SDG Indicators Data Portal

Six key findings in new world hunger report

11/06/2015

The newly released State of Food Insecurity in the World 2015 (SOFI 2015) captures the final score on progress made in the MDG era to halve the global share of hungry people (MDG 1c). From big gains in East Asia to disparities across regions, here are six major trends summing up the annual report put together by FAO, IFAD and WFP, the UN’s Rome-based food and agriculture agencies.

Target close but zero hunger still far

More than 200 million people have escaped the affliction of hunger since 1990, the first reference year of the Millennium Development Goals, but 15 years into the 21st century, about 795 million people on the planet – just over 1 in 9 – still lack the food they need to lead an active and healthy life. Statistically speaking, the MDG 1c hunger target has not quite been reached, but in broad terms the objective is considered achieved. Between 1990–92 and 2014-16, the share of undernourished people in the total population decreased from 18.6 to 10.9 percent globally, and from 23.3 to 12.9 percent in developing countries.

Shifting progress

Some 72 developing nations – more than half of the 129 monitored – have reached the hunger target but progress has been uneven across regions. The Caucasus and Central Asia, Eastern Asia, Latin America and Northern and Western Africa have made big gains in the fight against hunger, with 227 million fewer undernourished in Eastern and South Eastern Asia alone. The Caribbean, Oceania and Western Asia recorded a slower and more irregular rate of achievement, while progress has been slow overall in Southern Asia and sub-Saharan Africa, two regions that now account for almost two-thirds of global undernourishment.

Sharing the wealth

Promoting inclusive growth in agriculture and the rural sector, with a focus on family farmers and smallholders, is strongly linked to improvements in food security, nutrition and livelihoods. While economic growth is important for progress in reducing poverty, hunger and malnutrition, it is, alone, not enough. Countries that recorded greater achievement in hunger reduction largely pursued policies aimed at providing opportunities for the poor, the majority (78 percent) of whom live in rural areas.

A solid platform

Social protection directly contributes to hunger reduction. Programmes such as school feeding, cash transfer and health care have grown exponentially between 1990 and 2015, especially since the late 1990s after the financial crises in emerging market economies. They have provided some form of income security and access to better nutrition, health care, education and decent employment to people living in challenging and often hazardous environments. By increasing human capacities and mitigating the impact of shocks, social protection also promotes entrepreneurship, empowering the very poor and vulnerable to manage risk and take advantage of economic opportunities.

Protracted crises stunting progress

Predictably, countries in protracted crisis - human-induced or natural - have fared significantly worse when it comes to achieving international hunger targets.
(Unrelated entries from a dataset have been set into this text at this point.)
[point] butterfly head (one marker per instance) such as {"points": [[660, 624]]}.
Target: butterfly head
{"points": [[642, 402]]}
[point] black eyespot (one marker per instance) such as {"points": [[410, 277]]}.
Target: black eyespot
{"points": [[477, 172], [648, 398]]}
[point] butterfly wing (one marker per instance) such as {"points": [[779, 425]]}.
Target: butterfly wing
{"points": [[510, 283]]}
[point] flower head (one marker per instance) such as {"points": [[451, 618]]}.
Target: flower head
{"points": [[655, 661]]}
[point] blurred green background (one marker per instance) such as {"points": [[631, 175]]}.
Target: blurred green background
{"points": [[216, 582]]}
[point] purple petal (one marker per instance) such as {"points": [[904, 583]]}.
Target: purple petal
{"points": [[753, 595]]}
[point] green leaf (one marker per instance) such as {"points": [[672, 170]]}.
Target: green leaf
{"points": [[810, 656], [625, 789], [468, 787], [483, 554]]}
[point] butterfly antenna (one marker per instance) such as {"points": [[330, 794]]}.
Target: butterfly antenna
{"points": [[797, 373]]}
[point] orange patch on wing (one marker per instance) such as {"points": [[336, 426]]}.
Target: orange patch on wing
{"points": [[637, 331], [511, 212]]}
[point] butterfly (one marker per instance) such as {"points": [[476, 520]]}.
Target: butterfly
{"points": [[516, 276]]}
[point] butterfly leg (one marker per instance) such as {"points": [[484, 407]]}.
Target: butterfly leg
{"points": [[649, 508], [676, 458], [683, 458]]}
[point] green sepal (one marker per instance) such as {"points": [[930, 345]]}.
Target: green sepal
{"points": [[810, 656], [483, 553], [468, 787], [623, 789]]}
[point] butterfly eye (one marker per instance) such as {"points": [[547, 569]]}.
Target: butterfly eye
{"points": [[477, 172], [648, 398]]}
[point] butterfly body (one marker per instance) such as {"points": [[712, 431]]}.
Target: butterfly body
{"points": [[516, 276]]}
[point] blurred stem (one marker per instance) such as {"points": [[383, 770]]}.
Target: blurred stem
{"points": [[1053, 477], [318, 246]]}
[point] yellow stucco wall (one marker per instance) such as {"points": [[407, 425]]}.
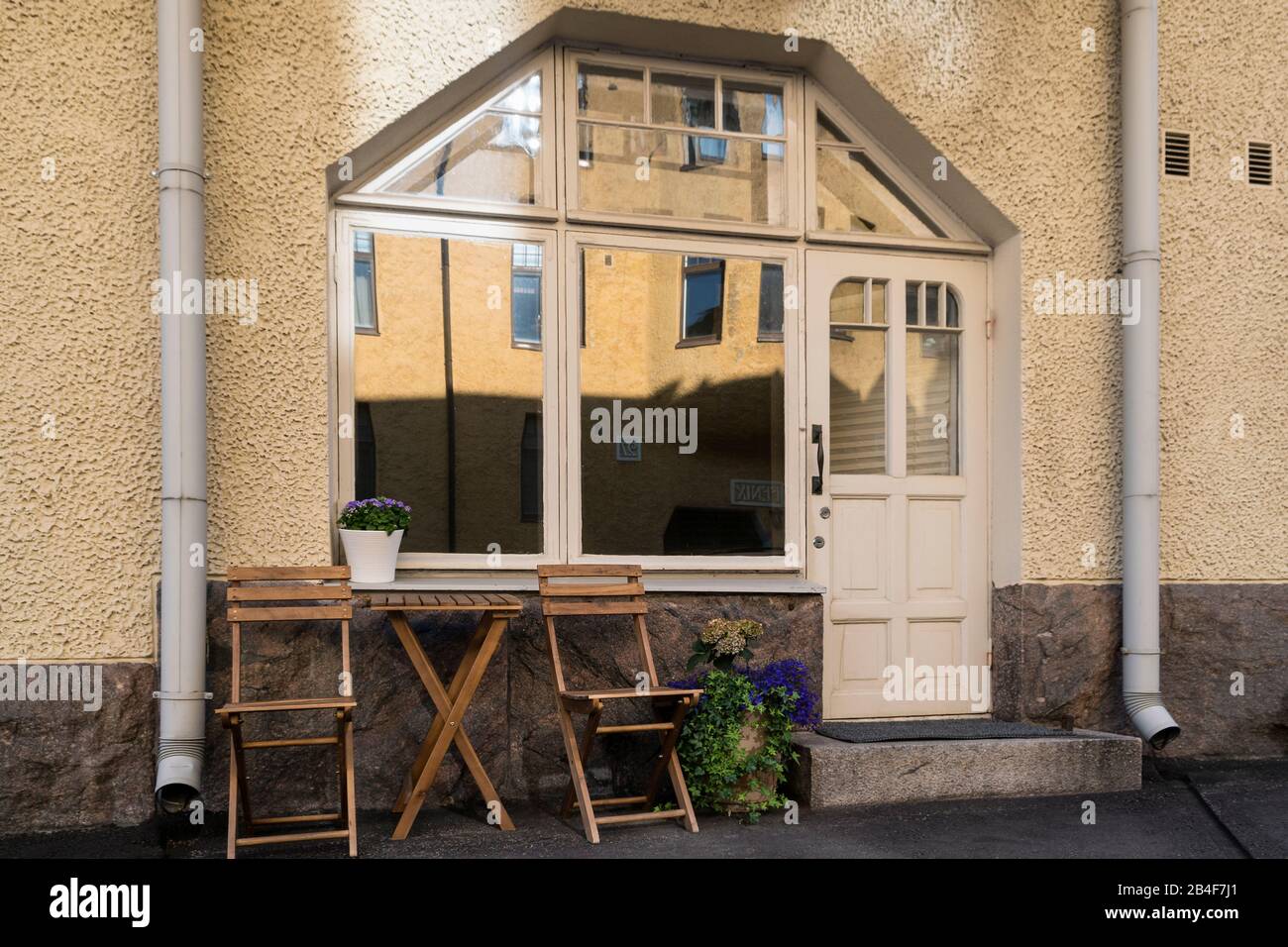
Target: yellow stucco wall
{"points": [[1001, 86]]}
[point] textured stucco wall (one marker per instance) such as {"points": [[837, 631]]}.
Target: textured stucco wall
{"points": [[1001, 86]]}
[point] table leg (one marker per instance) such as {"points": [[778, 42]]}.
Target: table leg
{"points": [[465, 684], [429, 680]]}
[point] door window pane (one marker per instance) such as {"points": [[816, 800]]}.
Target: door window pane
{"points": [[857, 360], [931, 405], [670, 174], [450, 401], [682, 447]]}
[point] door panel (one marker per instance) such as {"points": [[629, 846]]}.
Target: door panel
{"points": [[902, 418]]}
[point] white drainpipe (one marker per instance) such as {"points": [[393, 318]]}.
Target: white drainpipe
{"points": [[1141, 266], [183, 411]]}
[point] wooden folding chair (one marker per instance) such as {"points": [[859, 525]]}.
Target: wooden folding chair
{"points": [[613, 590], [257, 594]]}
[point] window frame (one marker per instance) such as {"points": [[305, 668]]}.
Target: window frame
{"points": [[426, 226], [793, 85], [794, 402], [688, 269], [370, 257], [563, 230], [368, 191]]}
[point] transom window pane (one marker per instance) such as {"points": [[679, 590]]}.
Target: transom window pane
{"points": [[682, 447], [670, 174], [752, 107], [857, 360], [493, 158], [857, 196], [609, 91], [452, 408], [688, 101]]}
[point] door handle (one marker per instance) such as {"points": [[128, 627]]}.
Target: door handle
{"points": [[816, 482]]}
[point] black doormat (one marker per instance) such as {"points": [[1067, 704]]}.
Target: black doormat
{"points": [[883, 732]]}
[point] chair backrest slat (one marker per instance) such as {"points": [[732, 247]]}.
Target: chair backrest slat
{"points": [[618, 590], [287, 592], [308, 587]]}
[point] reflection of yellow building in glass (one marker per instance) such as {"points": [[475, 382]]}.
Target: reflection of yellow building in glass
{"points": [[455, 425]]}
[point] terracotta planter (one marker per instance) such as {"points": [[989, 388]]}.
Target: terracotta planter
{"points": [[372, 554], [752, 741]]}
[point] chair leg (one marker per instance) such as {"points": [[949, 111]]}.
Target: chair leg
{"points": [[579, 776], [588, 742], [351, 802], [232, 796]]}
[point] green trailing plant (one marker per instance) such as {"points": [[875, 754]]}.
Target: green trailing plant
{"points": [[376, 513], [724, 639], [722, 775]]}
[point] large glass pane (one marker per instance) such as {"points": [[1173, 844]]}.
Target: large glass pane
{"points": [[494, 158], [682, 447], [688, 101], [931, 377], [609, 91], [452, 408], [857, 196], [679, 175], [857, 360]]}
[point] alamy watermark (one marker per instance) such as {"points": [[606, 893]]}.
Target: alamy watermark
{"points": [[1074, 296], [938, 684], [192, 296], [37, 684], [651, 425]]}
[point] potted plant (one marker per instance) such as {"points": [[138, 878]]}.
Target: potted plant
{"points": [[372, 532], [735, 744]]}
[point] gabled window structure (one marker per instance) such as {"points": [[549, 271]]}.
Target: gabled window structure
{"points": [[590, 329]]}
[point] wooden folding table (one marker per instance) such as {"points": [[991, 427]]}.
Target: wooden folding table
{"points": [[451, 702]]}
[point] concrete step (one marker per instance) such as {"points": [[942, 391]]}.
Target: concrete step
{"points": [[831, 772]]}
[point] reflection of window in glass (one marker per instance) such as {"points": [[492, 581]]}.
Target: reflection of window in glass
{"points": [[855, 196], [449, 397], [703, 299], [655, 144], [365, 282], [364, 453], [932, 377], [526, 296], [529, 470], [857, 363], [771, 325], [706, 471]]}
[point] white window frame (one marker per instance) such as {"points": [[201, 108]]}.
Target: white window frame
{"points": [[794, 406], [370, 191], [343, 344], [562, 228], [958, 236], [793, 85]]}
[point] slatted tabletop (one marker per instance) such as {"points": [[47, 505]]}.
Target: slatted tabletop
{"points": [[443, 602]]}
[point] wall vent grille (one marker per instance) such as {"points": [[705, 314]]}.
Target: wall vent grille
{"points": [[1260, 163], [1176, 154]]}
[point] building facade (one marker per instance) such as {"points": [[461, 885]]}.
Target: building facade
{"points": [[476, 231]]}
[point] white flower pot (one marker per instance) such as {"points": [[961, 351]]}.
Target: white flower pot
{"points": [[372, 554]]}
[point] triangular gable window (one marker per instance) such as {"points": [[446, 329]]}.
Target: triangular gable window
{"points": [[853, 195], [492, 155]]}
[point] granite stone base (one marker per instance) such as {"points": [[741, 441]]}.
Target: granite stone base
{"points": [[1056, 661]]}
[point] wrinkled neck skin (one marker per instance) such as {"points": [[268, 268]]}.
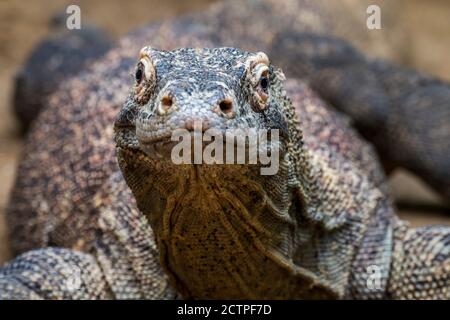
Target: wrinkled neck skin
{"points": [[224, 231]]}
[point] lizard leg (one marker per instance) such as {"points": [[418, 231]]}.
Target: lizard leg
{"points": [[53, 273], [421, 263]]}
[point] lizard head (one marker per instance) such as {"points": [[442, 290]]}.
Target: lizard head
{"points": [[194, 91], [226, 219]]}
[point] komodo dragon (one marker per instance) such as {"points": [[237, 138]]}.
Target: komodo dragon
{"points": [[313, 231]]}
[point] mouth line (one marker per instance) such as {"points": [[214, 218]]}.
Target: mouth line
{"points": [[150, 141]]}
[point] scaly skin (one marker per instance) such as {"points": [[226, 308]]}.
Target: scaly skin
{"points": [[73, 187], [310, 231]]}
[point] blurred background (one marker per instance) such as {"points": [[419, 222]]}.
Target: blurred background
{"points": [[24, 23]]}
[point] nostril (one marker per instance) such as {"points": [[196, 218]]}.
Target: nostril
{"points": [[166, 102], [226, 106]]}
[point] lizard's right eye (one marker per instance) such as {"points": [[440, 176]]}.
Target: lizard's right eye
{"points": [[139, 73]]}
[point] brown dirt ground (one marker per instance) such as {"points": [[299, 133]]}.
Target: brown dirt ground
{"points": [[24, 23]]}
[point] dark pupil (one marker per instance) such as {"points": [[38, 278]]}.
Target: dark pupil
{"points": [[139, 75], [264, 83]]}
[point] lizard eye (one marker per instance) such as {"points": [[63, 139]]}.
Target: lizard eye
{"points": [[264, 82], [139, 73], [145, 77]]}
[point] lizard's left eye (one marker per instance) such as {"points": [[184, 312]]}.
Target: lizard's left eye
{"points": [[139, 73], [264, 82]]}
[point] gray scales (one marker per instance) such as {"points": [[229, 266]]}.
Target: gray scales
{"points": [[309, 232]]}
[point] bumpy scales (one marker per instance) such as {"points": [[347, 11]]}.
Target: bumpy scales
{"points": [[314, 230]]}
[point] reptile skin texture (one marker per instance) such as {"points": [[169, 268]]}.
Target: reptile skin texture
{"points": [[90, 221]]}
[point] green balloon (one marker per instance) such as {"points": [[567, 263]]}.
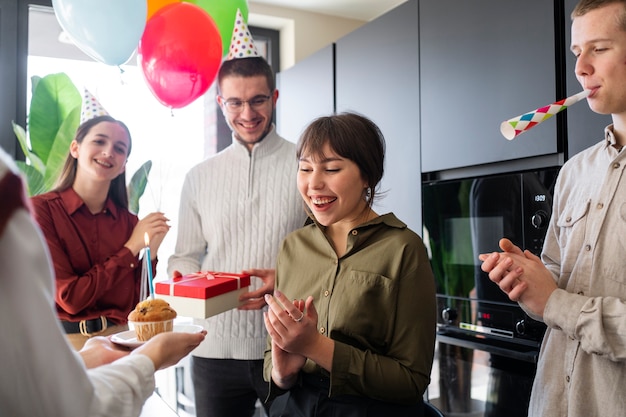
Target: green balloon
{"points": [[223, 13]]}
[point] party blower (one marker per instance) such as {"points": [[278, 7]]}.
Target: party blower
{"points": [[520, 124]]}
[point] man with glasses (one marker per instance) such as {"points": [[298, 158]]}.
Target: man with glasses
{"points": [[235, 209]]}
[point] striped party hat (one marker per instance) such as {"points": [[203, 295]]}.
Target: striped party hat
{"points": [[241, 43], [91, 107]]}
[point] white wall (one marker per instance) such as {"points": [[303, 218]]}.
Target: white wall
{"points": [[301, 33]]}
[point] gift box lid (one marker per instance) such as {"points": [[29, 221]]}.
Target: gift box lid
{"points": [[202, 285]]}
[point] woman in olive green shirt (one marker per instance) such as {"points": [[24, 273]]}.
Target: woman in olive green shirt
{"points": [[352, 322]]}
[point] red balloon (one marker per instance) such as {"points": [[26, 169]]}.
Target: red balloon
{"points": [[180, 53]]}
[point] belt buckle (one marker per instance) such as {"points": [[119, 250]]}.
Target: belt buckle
{"points": [[82, 326]]}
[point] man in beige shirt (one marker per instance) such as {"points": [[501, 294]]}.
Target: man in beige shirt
{"points": [[578, 287]]}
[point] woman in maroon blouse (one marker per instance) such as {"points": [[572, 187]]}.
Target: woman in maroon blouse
{"points": [[93, 239]]}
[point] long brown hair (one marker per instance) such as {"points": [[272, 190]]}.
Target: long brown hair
{"points": [[117, 189]]}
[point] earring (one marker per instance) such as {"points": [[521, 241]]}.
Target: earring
{"points": [[368, 194]]}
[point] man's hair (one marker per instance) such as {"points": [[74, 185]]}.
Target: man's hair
{"points": [[246, 67], [585, 6]]}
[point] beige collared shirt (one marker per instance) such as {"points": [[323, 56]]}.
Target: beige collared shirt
{"points": [[582, 365]]}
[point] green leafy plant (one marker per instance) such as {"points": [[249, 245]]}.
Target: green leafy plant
{"points": [[53, 118]]}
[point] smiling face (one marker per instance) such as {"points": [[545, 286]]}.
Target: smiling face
{"points": [[102, 153], [333, 188], [599, 43], [251, 124]]}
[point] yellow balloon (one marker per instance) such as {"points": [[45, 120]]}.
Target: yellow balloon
{"points": [[154, 5]]}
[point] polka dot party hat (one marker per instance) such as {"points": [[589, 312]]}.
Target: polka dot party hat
{"points": [[91, 107], [241, 43]]}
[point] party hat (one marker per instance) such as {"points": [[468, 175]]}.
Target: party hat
{"points": [[241, 43], [91, 107]]}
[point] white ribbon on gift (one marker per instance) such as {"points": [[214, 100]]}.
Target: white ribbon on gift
{"points": [[207, 275]]}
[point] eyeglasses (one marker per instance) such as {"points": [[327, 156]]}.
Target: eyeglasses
{"points": [[234, 105]]}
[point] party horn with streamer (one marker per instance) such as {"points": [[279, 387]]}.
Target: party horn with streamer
{"points": [[520, 124]]}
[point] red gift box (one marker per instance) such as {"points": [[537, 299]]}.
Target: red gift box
{"points": [[203, 294]]}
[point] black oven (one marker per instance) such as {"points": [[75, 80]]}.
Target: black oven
{"points": [[485, 341]]}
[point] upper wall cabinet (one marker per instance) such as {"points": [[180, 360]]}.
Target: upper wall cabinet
{"points": [[483, 62], [377, 75], [306, 91], [584, 127]]}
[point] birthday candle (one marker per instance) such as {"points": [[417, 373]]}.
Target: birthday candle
{"points": [[520, 124], [148, 264]]}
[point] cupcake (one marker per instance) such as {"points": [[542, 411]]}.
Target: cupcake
{"points": [[150, 317]]}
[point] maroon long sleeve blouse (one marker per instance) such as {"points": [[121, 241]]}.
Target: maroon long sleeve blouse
{"points": [[95, 274]]}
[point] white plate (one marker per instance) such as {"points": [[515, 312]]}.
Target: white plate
{"points": [[129, 339]]}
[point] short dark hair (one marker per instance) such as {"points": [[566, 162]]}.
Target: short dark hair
{"points": [[351, 136], [247, 67], [117, 189], [585, 6]]}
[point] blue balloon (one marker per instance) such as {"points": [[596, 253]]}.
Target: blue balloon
{"points": [[106, 30]]}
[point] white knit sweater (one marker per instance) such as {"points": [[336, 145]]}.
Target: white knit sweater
{"points": [[235, 209]]}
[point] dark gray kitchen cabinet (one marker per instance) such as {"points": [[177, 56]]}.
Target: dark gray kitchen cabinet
{"points": [[483, 62], [377, 75], [584, 127], [306, 91]]}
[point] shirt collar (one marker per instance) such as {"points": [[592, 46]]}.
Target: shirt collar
{"points": [[267, 146], [73, 203], [609, 136], [388, 219]]}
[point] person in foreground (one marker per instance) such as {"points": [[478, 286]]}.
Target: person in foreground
{"points": [[235, 209], [93, 238], [358, 338], [578, 286], [40, 374]]}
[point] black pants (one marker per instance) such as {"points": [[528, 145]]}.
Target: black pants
{"points": [[311, 400], [228, 387]]}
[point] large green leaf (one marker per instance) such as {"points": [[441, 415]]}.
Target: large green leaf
{"points": [[34, 178], [60, 147], [54, 98], [33, 159], [137, 186]]}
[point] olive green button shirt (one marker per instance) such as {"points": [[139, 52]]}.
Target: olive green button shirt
{"points": [[377, 302]]}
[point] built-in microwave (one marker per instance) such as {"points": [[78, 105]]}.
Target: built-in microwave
{"points": [[463, 218]]}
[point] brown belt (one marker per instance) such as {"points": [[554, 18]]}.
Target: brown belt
{"points": [[87, 327]]}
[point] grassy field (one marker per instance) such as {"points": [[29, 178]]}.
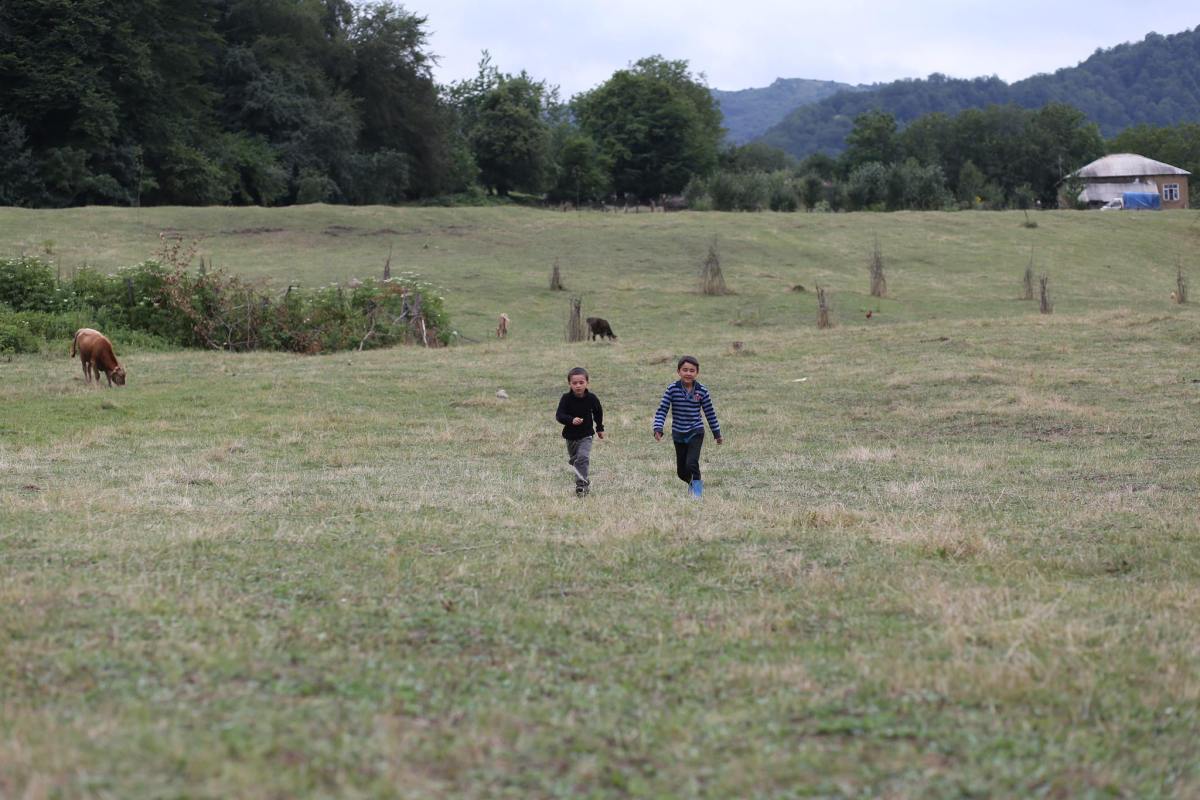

In 2012, the mean prevalence of undernourishment in protracted crisis situations was 39 percent, compared with 15 percent, on average, in the rest of the developing world. What is perhaps less well known is that over the past 30 years, longer-period crises have become the new norm, while acute short-term crises are today the exception. Food insecurity and malnutrition are particularly widespread in these contexts. In 1990, 12 countries in Africa were facing food crises, four of which were in protracted crisis. Twenty years later, a food crisis was affecting double that number, with 19 countries in crisis for eight or more of the previous ten years. Addressing vulnerability, respecting basic human rights and integrating humanitarian and development assistance are among ways identified in the report to lessen food insecurity in protracted crises.

Nutrition - the new frontier

Since the MDGs were conceived at the turn of the century, the significance of nutrition in determining a person’s growth and life chances has become more widely recognized. While the prevalence of undernourishment and prevalence of underweight children under five - the two indicators for the MDG 1 hunger target - have largely moved in parallel at the global level, divergences occur at the regional level. Undernourishment has declined at a faster rate than child underweight in South-Eastern Asia and Northern Africa, where dietary quality and diversity have been lacking, and in Southern Asia, where factors such as poor health and inadequate hygiene conditions have held back progress. Southern Asia and sub-Saharan Africa remain particularly exposed to “hidden hunger” – the inadequate intake of micronutrients, resulting in different types of malnutrition, such as iron-deficiency anaemia and vitamin A deficiency.